The news quickly got people asking the obvious question. Is this a sign Kidman is walking away from acting? For now, it does not look that way. What it does show is that she is carrying her grief into something practical, compassionate, and intensely human.
Nicole Kidman Says Her Mother’s Death Changed Her
Speaking at the University of San Francisco, Kidman admitted her new direction may surprise people. “It may sound a little weird,” she said, before explaining what pushed her toward this work.
She spoke candidly about the emotional limits families can hit, even when the love is there. “As my mother was passing, she was lonely, and there was only so much the family could provide,” Kidman explained. “Between my sister and I, we have so many children and our careers and our work, and wanting to take care of her because my father wasn’t in the world anymore.”

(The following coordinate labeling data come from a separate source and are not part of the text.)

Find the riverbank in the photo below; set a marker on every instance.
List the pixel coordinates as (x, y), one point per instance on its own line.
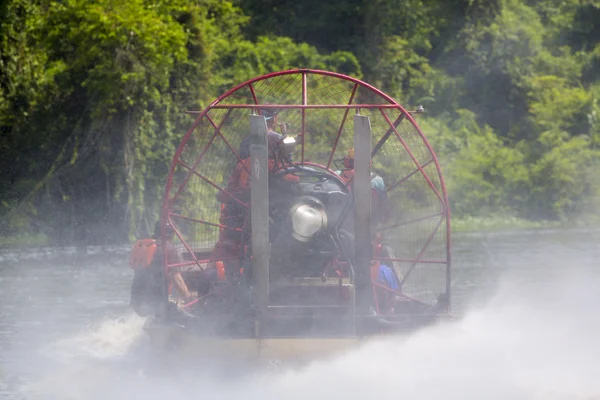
(459, 225)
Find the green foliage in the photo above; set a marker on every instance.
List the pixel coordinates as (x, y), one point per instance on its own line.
(93, 94)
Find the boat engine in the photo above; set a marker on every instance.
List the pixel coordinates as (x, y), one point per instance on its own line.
(305, 221)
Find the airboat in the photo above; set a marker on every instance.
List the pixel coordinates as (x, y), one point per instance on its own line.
(320, 265)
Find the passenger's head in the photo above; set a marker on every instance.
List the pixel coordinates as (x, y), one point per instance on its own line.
(170, 233)
(349, 159)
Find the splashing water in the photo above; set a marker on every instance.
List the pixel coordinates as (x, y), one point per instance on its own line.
(524, 343)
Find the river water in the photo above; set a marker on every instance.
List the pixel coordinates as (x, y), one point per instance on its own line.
(529, 328)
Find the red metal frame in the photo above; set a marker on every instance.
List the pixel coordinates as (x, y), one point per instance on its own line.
(250, 84)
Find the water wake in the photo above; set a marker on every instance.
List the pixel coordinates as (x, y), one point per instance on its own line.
(526, 343)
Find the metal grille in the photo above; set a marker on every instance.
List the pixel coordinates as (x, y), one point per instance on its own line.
(319, 106)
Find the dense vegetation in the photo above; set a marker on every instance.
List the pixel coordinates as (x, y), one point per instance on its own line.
(92, 94)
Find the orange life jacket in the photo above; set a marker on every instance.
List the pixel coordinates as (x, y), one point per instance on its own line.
(142, 253)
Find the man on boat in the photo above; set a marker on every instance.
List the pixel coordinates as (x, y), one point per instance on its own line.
(379, 199)
(235, 215)
(146, 261)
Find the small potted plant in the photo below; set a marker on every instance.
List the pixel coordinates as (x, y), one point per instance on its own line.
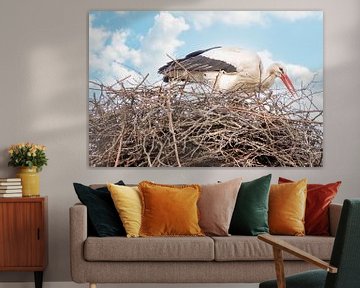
(30, 158)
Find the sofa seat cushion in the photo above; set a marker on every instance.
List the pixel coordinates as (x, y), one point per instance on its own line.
(149, 249)
(245, 248)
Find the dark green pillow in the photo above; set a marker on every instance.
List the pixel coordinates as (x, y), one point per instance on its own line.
(250, 216)
(103, 218)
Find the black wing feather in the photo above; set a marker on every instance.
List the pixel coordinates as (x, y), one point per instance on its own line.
(196, 62)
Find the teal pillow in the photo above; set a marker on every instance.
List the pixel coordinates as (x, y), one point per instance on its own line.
(250, 216)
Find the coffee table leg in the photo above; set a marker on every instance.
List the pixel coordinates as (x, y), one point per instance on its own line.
(38, 279)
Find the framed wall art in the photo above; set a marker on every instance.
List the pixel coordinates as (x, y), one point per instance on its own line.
(205, 89)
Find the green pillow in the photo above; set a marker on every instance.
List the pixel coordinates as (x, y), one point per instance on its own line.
(103, 218)
(250, 216)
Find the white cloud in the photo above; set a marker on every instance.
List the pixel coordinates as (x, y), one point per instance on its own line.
(293, 16)
(204, 19)
(160, 40)
(109, 51)
(300, 75)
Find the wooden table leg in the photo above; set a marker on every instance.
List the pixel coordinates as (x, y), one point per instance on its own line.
(38, 279)
(279, 267)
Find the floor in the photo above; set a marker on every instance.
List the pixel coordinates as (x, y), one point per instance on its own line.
(74, 285)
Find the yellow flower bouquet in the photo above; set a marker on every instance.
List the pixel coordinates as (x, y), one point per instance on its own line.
(27, 155)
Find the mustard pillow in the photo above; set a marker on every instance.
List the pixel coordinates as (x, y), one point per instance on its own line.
(287, 204)
(169, 210)
(127, 201)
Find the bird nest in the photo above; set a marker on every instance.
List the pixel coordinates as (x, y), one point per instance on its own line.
(191, 125)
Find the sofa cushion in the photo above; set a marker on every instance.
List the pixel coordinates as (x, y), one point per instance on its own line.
(149, 249)
(169, 210)
(245, 248)
(287, 204)
(318, 199)
(127, 201)
(250, 215)
(216, 206)
(102, 215)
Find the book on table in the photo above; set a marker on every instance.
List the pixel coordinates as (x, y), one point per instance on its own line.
(9, 195)
(9, 184)
(12, 187)
(6, 180)
(10, 191)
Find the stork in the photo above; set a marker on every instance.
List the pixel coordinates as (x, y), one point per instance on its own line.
(226, 69)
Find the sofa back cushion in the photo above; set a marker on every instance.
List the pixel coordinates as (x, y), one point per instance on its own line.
(287, 208)
(102, 215)
(169, 210)
(127, 201)
(319, 197)
(250, 215)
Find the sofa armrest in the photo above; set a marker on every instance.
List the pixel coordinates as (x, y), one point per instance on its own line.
(334, 217)
(78, 235)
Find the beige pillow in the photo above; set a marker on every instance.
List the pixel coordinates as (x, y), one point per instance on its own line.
(216, 205)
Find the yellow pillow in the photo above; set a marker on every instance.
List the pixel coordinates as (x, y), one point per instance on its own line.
(287, 204)
(127, 201)
(169, 210)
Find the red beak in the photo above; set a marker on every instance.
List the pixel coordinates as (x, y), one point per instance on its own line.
(287, 82)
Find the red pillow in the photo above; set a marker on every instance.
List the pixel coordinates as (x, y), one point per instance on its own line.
(319, 197)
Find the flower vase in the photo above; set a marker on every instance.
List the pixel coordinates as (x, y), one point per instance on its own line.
(30, 181)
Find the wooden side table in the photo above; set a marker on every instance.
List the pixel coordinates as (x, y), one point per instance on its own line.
(23, 235)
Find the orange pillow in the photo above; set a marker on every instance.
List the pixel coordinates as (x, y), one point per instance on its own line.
(169, 210)
(287, 204)
(319, 197)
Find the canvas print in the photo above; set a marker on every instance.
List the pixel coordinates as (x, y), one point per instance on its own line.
(205, 89)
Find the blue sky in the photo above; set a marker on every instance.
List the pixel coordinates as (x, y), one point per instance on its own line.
(121, 42)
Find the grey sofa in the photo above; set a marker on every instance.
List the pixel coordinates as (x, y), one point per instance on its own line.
(234, 259)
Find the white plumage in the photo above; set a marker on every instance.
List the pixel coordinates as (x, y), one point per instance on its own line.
(226, 69)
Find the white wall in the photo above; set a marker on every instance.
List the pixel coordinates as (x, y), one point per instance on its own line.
(43, 80)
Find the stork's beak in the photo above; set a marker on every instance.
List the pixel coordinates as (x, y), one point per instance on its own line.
(287, 82)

That experience stayed with her. It also seems to have clarified something. “That’s when I went, ‘I wish there was these people in the world that were there to sit impartially and just provide solace and care,’” she said.
Now she wants to become that kind of support for someone else. “So that’s part of my expansion and one of the things I will be learning,” Kidman added.
What A Death Doula Does And Why More Celebrities Are Talking About It
For many readers, the term death doula still sounds unfamiliar. In simple terms, it refers to someone who offers emotional, spiritual, and practical support to people nearing the end of life, as well as to their families. It is less about medical treatment and more about presence, comfort, and dignity during a hard and often overwhelming time.
Kidman is not the only public figure drawn to this kind of work. Riley Keough, star of ‘Daisy Jones & the Six,’ shared in 2021 that she had completed death doula training and spoke openly about how badly most people are prepared to face death.
“I guess I’m an almost certified death doula now,” Keough wrote at the time. “We are taught that it’s a morbid subject to talk about. Or were so afraid of it that we’re unable to talk about it… then of course it happens to us, and we are very ill prepared.”
She added, “I think it’s so important to be educated on conscious dying and death the way we educate ourselves on birth and conscious birthing.”
That is part of why Kidman’s reveal hit such a nerve. It is not about quitting movies. It is about grief, purpose, and a side of care that families often realize they need only when it is too late.